A supposedly secure  system for sending untraceable money across the planet turns out to be not secure at all. Why it’s enough to make one put on their tinfoil hat of conspiracy and wonder WTF? Who benefits from this? Not Bitcoin users, that’s for sure.

Bitcoin has an undeserved reputation for security. It has repeatedly hacked and compromised. Now this. IP addresses for Bitcoin transactions can readily be obtained, with minimal amounts of time and effort, university researchers say. I’m guessing others figured out this gaping hole in Bitcoin “security” too and have already taken advantage of it.

Researchers at the Laboratory of Algorithmics, Cryptology and Security of the University of Luxembourg have shown that Bitcoin does not protect user’s IP address and that it can be linked to the user’s transactions in real-time. To find this out, a hacker would need only a few computers and about €1500 per month for server and traffic costs. Moreover, the popular anonymization network “Tor” can do little to guarantee Bitcoin user’s anonymity, since it can be blocked easily.

The basic idea behind these findings is that Bitcoin entry nodes, to which the user’s computer connects in order to make a transaction, form a unique identifier for the duration of user’s session. This unique pattern can be linked to a user’s IP address. Moreover, transactions made during one session, even those made via unrelated pseudonyms, can be linked together. With this method, hackers can reveal up to 60 percent of the IP addresses behind the transactions made over the Bitcoin network.

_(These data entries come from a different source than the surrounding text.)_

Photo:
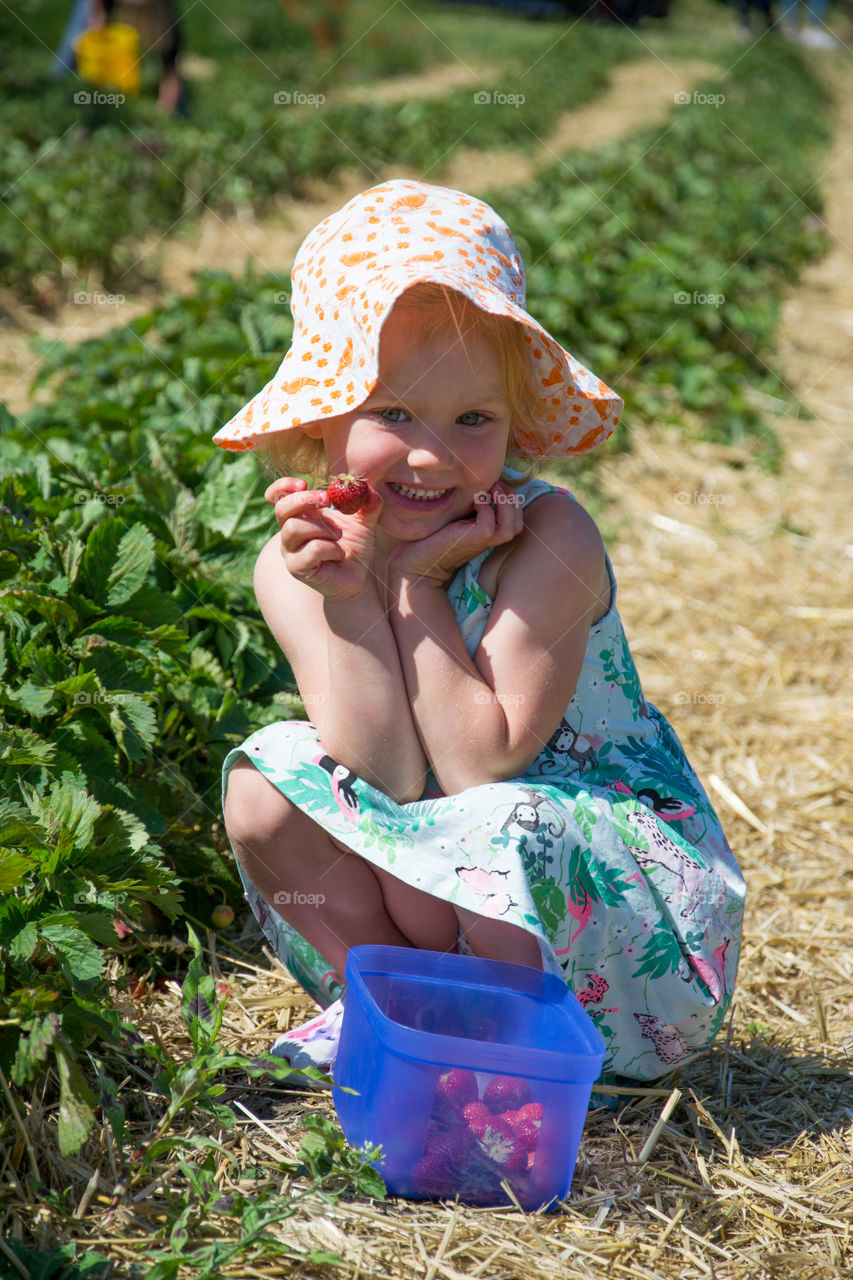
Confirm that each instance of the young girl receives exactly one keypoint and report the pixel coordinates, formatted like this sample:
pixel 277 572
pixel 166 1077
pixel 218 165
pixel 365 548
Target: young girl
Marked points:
pixel 482 771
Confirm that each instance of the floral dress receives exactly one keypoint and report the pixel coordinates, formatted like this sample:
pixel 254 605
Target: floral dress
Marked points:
pixel 606 849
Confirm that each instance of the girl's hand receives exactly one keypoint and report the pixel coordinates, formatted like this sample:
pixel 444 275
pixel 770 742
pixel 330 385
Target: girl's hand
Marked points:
pixel 329 552
pixel 497 519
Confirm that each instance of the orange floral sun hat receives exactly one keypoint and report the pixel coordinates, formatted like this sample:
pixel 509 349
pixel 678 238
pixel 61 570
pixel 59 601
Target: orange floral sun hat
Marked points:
pixel 347 275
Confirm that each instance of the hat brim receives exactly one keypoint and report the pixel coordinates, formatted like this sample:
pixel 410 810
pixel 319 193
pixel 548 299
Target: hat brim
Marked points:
pixel 575 410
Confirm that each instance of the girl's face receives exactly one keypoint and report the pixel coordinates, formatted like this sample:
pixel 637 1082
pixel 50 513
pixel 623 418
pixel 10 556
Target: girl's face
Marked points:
pixel 433 433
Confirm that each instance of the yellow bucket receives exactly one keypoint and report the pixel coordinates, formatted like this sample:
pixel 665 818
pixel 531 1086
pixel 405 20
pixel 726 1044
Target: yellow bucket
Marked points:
pixel 109 56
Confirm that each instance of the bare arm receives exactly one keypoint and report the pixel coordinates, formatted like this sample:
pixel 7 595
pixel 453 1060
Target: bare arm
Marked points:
pixel 487 718
pixel 336 635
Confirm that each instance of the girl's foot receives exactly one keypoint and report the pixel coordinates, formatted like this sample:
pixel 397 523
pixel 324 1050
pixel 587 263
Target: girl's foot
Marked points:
pixel 314 1043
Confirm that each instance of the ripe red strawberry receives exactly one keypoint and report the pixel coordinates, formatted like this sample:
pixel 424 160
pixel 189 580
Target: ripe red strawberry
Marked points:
pixel 506 1093
pixel 349 493
pixel 477 1116
pixel 457 1087
pixel 500 1144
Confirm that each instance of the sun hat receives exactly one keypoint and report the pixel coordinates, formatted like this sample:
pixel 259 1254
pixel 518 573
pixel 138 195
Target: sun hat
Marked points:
pixel 347 275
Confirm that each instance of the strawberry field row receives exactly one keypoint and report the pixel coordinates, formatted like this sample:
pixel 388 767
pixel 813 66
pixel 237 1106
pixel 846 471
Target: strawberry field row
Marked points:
pixel 81 190
pixel 132 654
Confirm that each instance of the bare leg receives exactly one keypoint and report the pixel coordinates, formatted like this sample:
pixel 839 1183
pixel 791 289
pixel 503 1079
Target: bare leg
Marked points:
pixel 327 892
pixel 497 940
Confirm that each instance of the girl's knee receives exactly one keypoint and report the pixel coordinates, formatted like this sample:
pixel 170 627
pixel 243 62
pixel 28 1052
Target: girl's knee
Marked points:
pixel 254 807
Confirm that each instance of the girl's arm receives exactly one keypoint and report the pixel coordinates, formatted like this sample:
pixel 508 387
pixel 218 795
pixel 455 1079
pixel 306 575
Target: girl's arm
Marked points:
pixel 340 645
pixel 487 718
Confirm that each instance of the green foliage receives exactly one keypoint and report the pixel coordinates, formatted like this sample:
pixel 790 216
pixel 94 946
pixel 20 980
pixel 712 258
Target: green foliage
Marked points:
pixel 132 658
pixel 82 187
pixel 332 1162
pixel 64 1262
pixel 662 259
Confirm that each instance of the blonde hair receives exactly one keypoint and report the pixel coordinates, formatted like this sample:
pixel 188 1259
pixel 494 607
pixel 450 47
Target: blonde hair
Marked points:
pixel 437 307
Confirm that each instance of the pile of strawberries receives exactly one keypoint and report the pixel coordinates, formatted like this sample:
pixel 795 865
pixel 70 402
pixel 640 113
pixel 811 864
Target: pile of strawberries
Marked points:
pixel 474 1143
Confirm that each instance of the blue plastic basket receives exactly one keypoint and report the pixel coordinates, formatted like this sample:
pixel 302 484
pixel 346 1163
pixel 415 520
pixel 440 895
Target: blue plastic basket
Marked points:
pixel 410 1018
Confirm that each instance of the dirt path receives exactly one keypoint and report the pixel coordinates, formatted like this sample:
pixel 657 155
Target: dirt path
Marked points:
pixel 738 594
pixel 639 94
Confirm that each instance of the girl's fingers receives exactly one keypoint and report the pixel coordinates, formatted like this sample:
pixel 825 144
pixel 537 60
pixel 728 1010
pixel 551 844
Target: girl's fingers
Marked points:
pixel 283 485
pixel 299 530
pixel 304 502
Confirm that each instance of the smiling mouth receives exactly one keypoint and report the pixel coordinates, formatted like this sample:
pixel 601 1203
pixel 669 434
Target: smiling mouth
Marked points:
pixel 418 494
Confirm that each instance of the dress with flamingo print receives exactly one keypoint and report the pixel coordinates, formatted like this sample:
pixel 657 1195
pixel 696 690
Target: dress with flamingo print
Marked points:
pixel 606 849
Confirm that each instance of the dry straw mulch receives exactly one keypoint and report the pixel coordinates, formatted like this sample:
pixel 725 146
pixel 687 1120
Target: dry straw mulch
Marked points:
pixel 735 589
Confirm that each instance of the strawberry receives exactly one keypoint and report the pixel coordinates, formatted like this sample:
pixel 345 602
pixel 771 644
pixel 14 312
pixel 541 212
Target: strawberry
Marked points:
pixel 477 1115
pixel 457 1087
pixel 349 493
pixel 528 1133
pixel 498 1143
pixel 505 1093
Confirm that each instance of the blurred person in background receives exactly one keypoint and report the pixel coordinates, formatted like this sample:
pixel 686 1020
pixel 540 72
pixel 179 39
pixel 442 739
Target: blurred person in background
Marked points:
pixel 159 27
pixel 753 17
pixel 812 32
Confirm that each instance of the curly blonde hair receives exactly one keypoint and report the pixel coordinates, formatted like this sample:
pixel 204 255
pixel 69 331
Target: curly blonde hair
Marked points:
pixel 438 309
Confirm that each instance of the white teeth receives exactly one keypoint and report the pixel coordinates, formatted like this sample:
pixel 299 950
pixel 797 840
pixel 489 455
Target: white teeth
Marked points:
pixel 419 494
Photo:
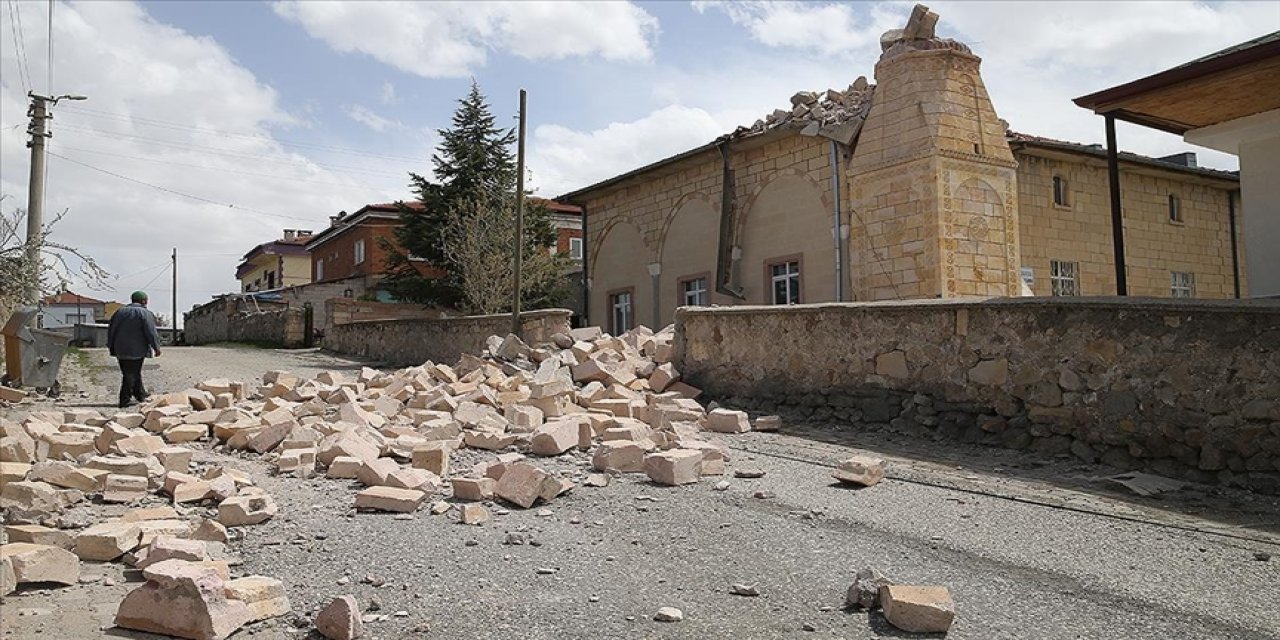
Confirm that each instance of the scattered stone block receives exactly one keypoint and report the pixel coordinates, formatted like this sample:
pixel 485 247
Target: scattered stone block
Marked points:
pixel 918 609
pixel 727 421
pixel 183 599
pixel 108 540
pixel 474 488
pixel 389 498
pixel 339 620
pixel 474 515
pixel 246 510
pixel 862 470
pixel 40 563
pixel 264 595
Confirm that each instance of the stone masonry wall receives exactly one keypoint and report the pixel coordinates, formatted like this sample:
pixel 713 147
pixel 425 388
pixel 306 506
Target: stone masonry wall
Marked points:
pixel 1180 388
pixel 444 339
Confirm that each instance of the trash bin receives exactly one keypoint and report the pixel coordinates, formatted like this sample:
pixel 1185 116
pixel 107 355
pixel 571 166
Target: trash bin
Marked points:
pixel 32 356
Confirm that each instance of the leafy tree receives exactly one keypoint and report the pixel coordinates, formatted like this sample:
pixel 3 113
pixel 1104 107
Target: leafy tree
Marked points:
pixel 469 205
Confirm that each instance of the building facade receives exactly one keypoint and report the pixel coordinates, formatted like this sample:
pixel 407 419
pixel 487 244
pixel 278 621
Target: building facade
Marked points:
pixel 908 188
pixel 277 264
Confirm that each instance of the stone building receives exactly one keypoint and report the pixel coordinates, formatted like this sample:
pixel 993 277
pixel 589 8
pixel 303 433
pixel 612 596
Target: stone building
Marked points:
pixel 912 187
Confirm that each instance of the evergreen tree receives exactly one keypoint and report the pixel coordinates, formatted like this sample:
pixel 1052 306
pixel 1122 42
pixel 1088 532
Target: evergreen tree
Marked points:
pixel 475 174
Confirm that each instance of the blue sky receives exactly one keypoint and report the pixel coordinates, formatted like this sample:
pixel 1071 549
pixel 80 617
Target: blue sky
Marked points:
pixel 257 117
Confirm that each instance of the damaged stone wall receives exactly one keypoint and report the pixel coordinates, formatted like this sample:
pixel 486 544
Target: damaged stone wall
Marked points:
pixel 1187 389
pixel 443 339
pixel 234 319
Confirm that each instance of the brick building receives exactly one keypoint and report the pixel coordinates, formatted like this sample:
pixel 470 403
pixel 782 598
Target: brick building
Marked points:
pixel 908 188
pixel 277 264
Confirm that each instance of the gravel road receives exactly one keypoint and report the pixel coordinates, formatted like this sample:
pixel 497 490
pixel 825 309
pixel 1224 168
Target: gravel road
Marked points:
pixel 1029 548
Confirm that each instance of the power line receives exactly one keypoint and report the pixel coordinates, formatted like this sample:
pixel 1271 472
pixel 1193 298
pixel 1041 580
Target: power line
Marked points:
pixel 168 124
pixel 178 192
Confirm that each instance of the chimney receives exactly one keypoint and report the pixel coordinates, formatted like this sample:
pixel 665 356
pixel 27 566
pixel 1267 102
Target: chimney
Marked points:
pixel 1184 159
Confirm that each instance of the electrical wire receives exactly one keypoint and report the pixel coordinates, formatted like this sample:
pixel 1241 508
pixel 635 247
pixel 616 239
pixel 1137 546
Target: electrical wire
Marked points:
pixel 179 192
pixel 168 124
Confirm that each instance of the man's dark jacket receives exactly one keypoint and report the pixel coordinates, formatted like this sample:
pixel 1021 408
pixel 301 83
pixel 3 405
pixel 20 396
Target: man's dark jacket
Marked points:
pixel 132 333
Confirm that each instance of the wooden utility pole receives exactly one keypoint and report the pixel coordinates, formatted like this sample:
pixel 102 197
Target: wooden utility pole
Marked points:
pixel 520 219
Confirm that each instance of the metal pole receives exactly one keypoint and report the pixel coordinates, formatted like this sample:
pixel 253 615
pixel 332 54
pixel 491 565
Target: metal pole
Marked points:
pixel 520 218
pixel 173 321
pixel 39 113
pixel 1116 219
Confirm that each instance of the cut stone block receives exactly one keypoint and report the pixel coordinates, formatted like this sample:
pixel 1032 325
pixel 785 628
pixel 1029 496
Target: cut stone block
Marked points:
pixel 675 466
pixel 36 534
pixel 474 488
pixel 624 456
pixel 433 457
pixel 123 489
pixel 108 540
pixel 264 595
pixel 183 599
pixel 246 510
pixel 918 609
pixel 522 484
pixel 727 421
pixel 341 620
pixel 556 437
pixel 389 498
pixel 474 515
pixel 40 563
pixel 862 470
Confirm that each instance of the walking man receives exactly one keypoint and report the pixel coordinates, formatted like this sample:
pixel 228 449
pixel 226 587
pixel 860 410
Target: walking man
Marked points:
pixel 131 338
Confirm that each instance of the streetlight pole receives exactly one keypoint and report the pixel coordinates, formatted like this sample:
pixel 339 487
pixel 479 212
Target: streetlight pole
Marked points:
pixel 39 114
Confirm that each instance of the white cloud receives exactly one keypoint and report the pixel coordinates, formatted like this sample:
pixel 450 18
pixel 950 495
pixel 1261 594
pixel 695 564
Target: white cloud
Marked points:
pixel 387 95
pixel 365 115
pixel 830 28
pixel 562 159
pixel 442 40
pixel 177 112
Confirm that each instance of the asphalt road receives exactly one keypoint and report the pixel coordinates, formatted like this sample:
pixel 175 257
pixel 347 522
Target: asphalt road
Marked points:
pixel 1023 556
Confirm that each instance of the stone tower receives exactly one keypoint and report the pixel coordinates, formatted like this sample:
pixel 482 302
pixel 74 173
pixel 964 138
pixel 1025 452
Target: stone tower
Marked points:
pixel 932 181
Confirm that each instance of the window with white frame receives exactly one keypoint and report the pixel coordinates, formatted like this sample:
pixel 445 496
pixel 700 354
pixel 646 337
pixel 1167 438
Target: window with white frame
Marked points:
pixel 693 292
pixel 621 316
pixel 1064 278
pixel 1060 191
pixel 785 282
pixel 1183 284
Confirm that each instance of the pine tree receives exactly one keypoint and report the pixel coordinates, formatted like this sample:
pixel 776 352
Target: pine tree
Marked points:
pixel 475 173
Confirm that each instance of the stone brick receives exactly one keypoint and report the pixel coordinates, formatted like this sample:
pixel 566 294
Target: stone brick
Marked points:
pixel 389 498
pixel 727 421
pixel 675 466
pixel 40 563
pixel 918 609
pixel 474 488
pixel 339 620
pixel 246 510
pixel 108 540
pixel 264 595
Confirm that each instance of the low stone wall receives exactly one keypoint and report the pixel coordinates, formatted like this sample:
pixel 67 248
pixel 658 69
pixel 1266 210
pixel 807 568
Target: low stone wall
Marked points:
pixel 241 320
pixel 1180 388
pixel 443 339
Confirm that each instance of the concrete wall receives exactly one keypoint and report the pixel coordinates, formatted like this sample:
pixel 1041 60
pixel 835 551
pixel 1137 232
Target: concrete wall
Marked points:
pixel 444 339
pixel 1182 388
pixel 238 320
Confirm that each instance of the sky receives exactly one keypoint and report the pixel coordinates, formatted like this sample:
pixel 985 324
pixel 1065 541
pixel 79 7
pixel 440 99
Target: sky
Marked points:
pixel 213 126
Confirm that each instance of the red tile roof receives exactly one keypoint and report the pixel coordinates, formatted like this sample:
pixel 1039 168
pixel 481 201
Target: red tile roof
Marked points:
pixel 71 298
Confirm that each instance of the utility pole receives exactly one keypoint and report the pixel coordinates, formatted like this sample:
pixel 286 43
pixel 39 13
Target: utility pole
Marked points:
pixel 520 218
pixel 39 113
pixel 173 320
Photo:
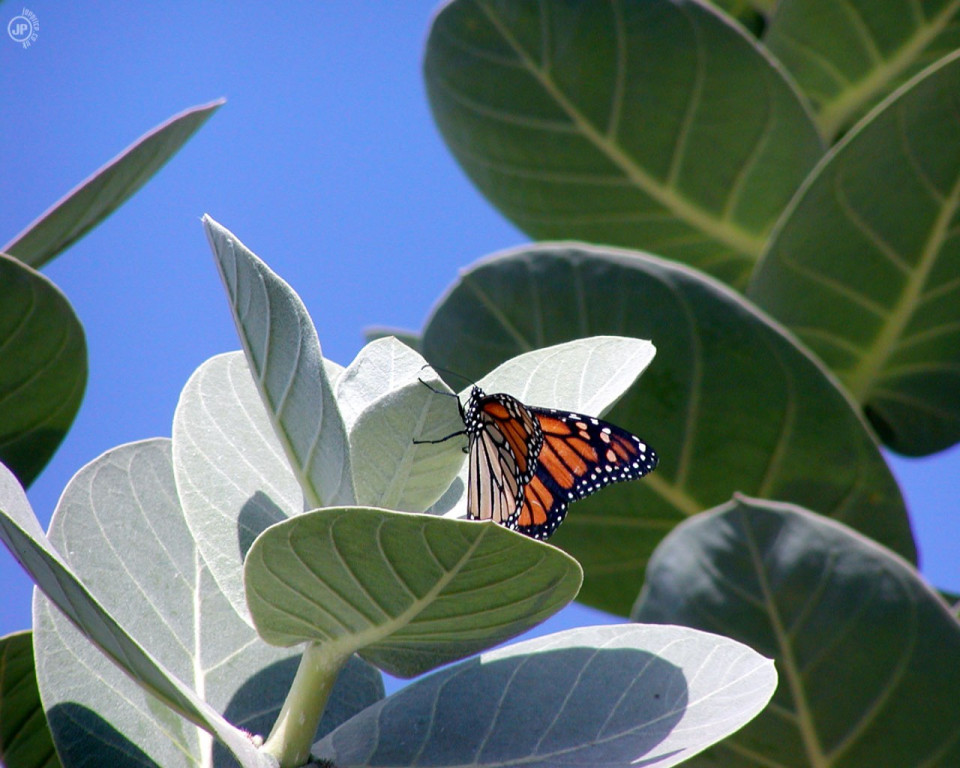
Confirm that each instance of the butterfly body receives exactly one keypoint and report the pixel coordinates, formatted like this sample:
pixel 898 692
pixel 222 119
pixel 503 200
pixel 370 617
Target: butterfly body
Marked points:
pixel 528 464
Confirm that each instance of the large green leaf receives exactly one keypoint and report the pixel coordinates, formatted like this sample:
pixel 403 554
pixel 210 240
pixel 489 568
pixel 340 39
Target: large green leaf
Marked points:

Software patches written by the researchers are currently under discussion with the Bitcoin core developers.

Would these be the same Bitcoin core developers that have consistently released buggy code that is easily compromised?

Cryptocurrencies may well have a long life ahead of them – after the amateur hour that is Bitcoin has been replaced with a system that is genuinely robust and anonymous.